I could never get him to talk. Whatever it was it was he sure hated the Navy. His brother went in the Air Force and stayed through Vietnam as a recon photographer. My uncle was an artillary captain from North Africa to Germany's post-war early reconstruction. He stayed in Germany an extra year and did relocation interviews. He said the worst time was sending people to the Russian sector.

My first journeyman carpenter when I was an apprentice was a boy in Hitler Youth Corps which was where he started as an apprentice. Kids playing with the huge piles of munitions in fields near their small town routinely got blown up.

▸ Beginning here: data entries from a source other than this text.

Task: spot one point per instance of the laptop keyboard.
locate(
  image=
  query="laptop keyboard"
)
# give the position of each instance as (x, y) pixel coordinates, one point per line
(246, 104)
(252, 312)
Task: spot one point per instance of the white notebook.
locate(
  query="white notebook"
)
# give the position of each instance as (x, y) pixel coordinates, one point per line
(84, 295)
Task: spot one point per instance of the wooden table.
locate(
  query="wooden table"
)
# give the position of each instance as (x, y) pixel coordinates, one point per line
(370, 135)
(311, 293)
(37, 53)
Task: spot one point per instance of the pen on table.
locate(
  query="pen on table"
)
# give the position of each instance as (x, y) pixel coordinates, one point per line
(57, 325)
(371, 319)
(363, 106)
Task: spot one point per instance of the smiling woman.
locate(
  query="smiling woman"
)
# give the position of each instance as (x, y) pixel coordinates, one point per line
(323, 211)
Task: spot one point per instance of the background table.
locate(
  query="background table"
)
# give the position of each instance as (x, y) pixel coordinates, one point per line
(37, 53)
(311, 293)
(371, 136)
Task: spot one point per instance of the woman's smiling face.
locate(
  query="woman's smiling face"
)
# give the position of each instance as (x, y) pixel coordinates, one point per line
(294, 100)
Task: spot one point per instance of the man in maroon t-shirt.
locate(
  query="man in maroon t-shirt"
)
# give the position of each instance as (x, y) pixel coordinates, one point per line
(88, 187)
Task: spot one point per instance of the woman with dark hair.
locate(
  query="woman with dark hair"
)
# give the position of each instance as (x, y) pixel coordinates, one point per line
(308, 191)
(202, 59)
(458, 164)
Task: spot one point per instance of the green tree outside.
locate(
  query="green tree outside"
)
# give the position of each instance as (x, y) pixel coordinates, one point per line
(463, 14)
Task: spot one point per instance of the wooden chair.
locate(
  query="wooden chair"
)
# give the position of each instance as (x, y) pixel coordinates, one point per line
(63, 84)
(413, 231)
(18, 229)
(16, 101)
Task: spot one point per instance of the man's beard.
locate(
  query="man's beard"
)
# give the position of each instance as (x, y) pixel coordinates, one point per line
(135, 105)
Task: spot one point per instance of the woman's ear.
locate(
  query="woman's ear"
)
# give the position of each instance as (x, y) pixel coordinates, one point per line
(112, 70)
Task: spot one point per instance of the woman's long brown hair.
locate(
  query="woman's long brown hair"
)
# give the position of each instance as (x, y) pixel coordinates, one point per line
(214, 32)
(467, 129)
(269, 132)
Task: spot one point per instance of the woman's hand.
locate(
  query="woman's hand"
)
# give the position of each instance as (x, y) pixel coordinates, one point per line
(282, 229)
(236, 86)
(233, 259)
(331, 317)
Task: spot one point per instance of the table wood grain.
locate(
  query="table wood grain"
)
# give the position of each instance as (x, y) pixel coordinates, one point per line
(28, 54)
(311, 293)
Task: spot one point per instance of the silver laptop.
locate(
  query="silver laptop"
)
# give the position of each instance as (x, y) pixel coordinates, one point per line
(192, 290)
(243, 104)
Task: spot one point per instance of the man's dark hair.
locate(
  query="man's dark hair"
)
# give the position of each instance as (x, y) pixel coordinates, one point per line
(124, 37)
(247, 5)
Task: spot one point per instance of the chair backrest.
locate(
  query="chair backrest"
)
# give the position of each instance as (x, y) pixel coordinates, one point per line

The town mobilized to force the Russians to clean that up and take it away.

I've never seen or read anything about WWII or any war that I thought was honest until recently. Robert Fisk and Chris Hedges seem pretty good. I worked at a shop where all the other four guys had been in Vietnam, including a Vietnamese guy who had been in ARVN as a truck mechanic. They were still fucked up in strange ways I didn't understand. The ARVN was the worst. We hated eachother. `

I've watch The Best Years of Our Lives several time and it doesn't get anywhere near what I remember of the late 40s when I was just beginning to become aware of the world around me. But I agree with Agee, you want it to be a good movie, but it just isn't.

Hey, ironies. I got a call last night from a screenwriter who wants to talk about the disability rights movement. God only knows what will happen to this story. Heart warming success ... what a crock.